The game was never in question, though the Bulls did manage to cut the deficit to six midway through the second quarter. Then Rose found another burst, hitting a tough bank shot that began a 22-5 run to close out the quarter, giving the Timberwolves a 23-point halftime lead.

Rose cruised in the second half to the tune of eight points and three assists as the Timberwolves moved to 12-7 since trading Jimmy Butler. The former league MVP put the finishing touches on his vintage night with a driving layup that Kris Dunn fouled him on.

And as he stepped to the line, a familiar chorus of “M-V-P!” chants began from any of the 21,852 in attendance. Even Rose admitted he cracked a smile upon hearing the chants before calmly sinking the free throw.

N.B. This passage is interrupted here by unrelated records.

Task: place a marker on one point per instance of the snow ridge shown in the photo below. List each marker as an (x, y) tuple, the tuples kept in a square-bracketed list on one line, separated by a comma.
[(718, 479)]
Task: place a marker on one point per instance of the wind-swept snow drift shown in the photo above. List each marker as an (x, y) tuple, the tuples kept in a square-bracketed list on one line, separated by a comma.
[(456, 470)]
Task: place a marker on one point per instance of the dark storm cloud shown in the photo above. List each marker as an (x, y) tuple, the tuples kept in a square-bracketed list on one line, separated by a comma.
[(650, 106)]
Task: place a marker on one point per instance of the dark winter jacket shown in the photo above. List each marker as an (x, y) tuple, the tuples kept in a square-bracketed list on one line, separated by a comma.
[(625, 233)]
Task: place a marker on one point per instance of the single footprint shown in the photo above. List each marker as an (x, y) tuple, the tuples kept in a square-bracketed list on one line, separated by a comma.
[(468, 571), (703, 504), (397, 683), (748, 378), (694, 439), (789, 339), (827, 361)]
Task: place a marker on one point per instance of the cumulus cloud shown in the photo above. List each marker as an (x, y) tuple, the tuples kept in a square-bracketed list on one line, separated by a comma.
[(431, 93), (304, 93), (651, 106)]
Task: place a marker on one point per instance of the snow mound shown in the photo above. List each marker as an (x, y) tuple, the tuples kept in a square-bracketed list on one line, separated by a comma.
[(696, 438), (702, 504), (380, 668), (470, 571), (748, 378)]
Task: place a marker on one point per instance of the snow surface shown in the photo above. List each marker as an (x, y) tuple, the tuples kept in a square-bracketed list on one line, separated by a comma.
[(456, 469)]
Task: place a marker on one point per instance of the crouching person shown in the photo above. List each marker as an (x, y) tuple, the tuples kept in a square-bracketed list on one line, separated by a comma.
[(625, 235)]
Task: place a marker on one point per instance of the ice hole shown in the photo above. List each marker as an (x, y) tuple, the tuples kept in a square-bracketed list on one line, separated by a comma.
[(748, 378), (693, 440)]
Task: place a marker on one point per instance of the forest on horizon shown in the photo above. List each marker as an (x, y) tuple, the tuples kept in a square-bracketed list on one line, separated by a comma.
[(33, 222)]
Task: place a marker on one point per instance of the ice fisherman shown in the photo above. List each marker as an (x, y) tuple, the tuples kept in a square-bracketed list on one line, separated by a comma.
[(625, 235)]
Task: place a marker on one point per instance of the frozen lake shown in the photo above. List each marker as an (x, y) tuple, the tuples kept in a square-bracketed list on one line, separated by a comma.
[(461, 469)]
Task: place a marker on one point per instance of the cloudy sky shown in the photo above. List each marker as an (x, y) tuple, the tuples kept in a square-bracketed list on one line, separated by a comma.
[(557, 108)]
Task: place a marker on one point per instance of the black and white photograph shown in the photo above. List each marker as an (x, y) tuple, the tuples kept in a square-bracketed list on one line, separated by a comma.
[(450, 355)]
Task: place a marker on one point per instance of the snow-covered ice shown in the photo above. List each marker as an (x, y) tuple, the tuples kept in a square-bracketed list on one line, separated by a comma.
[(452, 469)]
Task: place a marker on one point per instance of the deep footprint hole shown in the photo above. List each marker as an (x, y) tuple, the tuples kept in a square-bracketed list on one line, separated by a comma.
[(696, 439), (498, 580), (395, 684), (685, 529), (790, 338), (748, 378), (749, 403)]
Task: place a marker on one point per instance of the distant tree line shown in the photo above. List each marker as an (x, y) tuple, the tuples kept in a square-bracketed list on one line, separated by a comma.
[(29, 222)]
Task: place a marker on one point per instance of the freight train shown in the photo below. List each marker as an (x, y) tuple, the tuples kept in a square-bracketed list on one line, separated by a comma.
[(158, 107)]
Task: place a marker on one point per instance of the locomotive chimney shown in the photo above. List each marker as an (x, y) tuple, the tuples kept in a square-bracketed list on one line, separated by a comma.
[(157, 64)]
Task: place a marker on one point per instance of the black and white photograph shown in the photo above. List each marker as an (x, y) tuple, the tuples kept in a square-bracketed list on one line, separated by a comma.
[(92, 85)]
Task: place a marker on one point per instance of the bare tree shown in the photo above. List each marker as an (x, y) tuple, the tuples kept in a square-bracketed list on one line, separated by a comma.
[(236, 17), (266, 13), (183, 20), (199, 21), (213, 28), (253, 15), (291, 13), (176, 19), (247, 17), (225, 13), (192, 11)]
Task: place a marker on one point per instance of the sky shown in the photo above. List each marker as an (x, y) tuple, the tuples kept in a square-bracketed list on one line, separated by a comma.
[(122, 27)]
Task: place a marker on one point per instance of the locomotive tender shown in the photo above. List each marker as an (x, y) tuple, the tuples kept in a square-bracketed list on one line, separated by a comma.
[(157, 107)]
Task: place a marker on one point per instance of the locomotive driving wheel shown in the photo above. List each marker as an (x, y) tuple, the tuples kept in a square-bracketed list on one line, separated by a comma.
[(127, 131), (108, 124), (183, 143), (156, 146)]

“It made me reminisce about some of the old days and how grateful I was to be in that position at a young age and just trying to take all of it in,” He said. “With the year I’m having it was very special to come in here and play.”

It was a stark contrast from 2016, when Rose first arrived as a visitor in the United Center playing for the New York Knicks. He came alongside Joakim Noah, and the season was only five games old. Noah actually received a larger applause from the United Center crowd than did Rose, who finished with 15 points and 11 assists in an upset win over the Butler-led Bulls.

And yet this time felt like the first time. Just as Rose said afterward that he feels like he’s in his rookie season, rediscovering how to play, Wednesday felt like the first time seeing that Derrick Rose again. A leading candidate for Sixth Man of the Year, Rose was playing with the confidence and freedom that made him such a loving figure in his hometown for seven seasons. It felt like the real return.

“I think he’ll always be associated with the city and the organization,” Thibodeau said after the game. “There’s a lot of friends and family here for him. I think there’s a great appreciation for what he did…it says a lot about what he accomplished.”

Though Rose never added a seventh banner to the United Center rafters, he received a rightful hero’s welcome on Wednesday. He’s healthy: Rose has missed just three games before the new year, the fewest since his ACL surgeries. He’s happy: He met with family members, took photographs, shared hugs and laughs for nearly 30 minutes after the game. He’s good: Rose leads all point guards in 3-point field goal percentage and is averaging his most points per game since 2012 and effectively shooting the best mark of his career.

After the game Rose reflected more on his time in Chicago, telling reporters how his time here as a 22-year-old superstar made him grow up. That foundation, he said, was the building block for when he suffered injury after injury, saw the detractors and doubters multiply when it looked like his career was over, and get tossed around in trades for guys like Jerian Grant and Rodney Hood.

“It’s all about adapting and being resilient and just being myself,” he said. “I’m happy I didn’t change throughout this whole process. I remained myself, and there was a lot of people that jumped off the boat when I was going through things and I seen who they were and I know what’s fake love and what’s real love.”

Wednesday night he got real love from the fans who had been there since the start.

The Timberwolves wore their Prince-inspired purple City Edition uniforms on Wednesday. But Rose was wearing Chicago on his sleeve from the opening tip.

He’s only just beginning the rest of his career, but for one night in Chicago he took everybody back to 2011 for one more gravity-defying ride.

“The big thing with Derrick is I think he’s on his way again,” Thibodeau said. “Every story has a beginning, a middle and an end and I think his end is going to be great.”